I was suddenly aware that everyone was looking at me. It was my turn. I want to say a name, any name that I could think of, just so Stacy would leave me alone about it. But I also knew that if I said a name, then that person with the name would eventually find out that I had a crush on them. I didn’t have a crush on anyone. I was confused as to why we had gone from playing with Barbie and American Girl dolls to crushing. It all seemed so sudden to me, but not to them. My friends took this very seriously, especially Stacy.
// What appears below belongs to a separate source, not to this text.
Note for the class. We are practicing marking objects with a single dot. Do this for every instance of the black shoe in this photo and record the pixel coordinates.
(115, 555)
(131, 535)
“J.T.T., obviously.” I answered, rolling my eyes as if it wasn’t a cop-out. Jonathan Taylor-Thomas was one of the heartthrobs of the time, and he felt like an easy answer. It wasn’t like J.T.T. was going to come to my school and confront me about what I had said. I was never going to meet him in person. But at that moment, I could feel my friends slipping away from me. I could no longer relate to them. We went from playing pretend to figuring out how to ask our crushes out. I couldn’t talk to them about it, because at that time, there were no words for what I was experiencing. I don’t remember there being anyone out at my school, and the only person I knew that was a part of the LGBTQ+ community was my aunt.
My brother used to joke that she was more like an uncle, which I never found funny. My aunt was always just my aunt. When I found out that she liked women, it wasn’t a big spectacle. I was over at some big family gathering, Christmas or Thanksgiving, or something that meant we were obligated to see the rest of the family. When I noticed my aunt with a woman that I had never seen before, I asked the person closest to me who she was. They answered simply, “That’s your aunt’s girlfriend” and I never thought anything more about it.
That was it. No fancy frills. No over-explaining. Just a simple answer and I accepted it. In my eyes, there was nothing wrong with my aunt dating women. It had never computed in my brain that there would be something wrong.
Let me be clear. My family are not good people. I can remember a time when my grandmother warned me not to date an African American boy because of the way he looked. I understood that she was racist in that very moment. She would always make comments like that, and nobody said anything. My own mother would parrot my grandmother’s bigoted words. My entire family would constantly say horrible things about my aunt, all because she was gay. It made me absolutely say nothing about the fact that I didn’t want to date anyone, I felt no allure toward any type of person regardless of anything. I don’t know if these bigoted ideals are taught, because I certainly never accepted those lessons. But I always felt like an outsider in my family.
I felt like I was on an island of my own accord, like there was something wrong with me. I even tried to date in hopes that I would figure it out as I went. But nothing ever changed for me. I never felt that spark like most people do. Even though I said that J.T.T. was my crush, I didn’t particularly feel any crushing emotions about him. His character on Home Improvement was funny, and he seemed interesting, but even if he somehow appeared in my middle school to ask me out, I probably would’ve said no.
But as I was standing in front of my friends, in that awkward age in life, I felt like I had to pretend to fit in. I couldn’t tell them that I didn’t understand what a crush was, let alone want to have one. I couldn’t tell them that I had no interest in going on a date with someone, the very idea gave me chills. Not the good kind of chills, the kind that are an omen to something bad happening in the future. I didn’t feel that kind of childhood crush pull, the kind that they say everyone has.
I was just…me. An awkward girl with a too-big obsession with the Victorian era all because of a doll. I wasn’t interesting in kissing anyone, and that’s always been a part of who I am.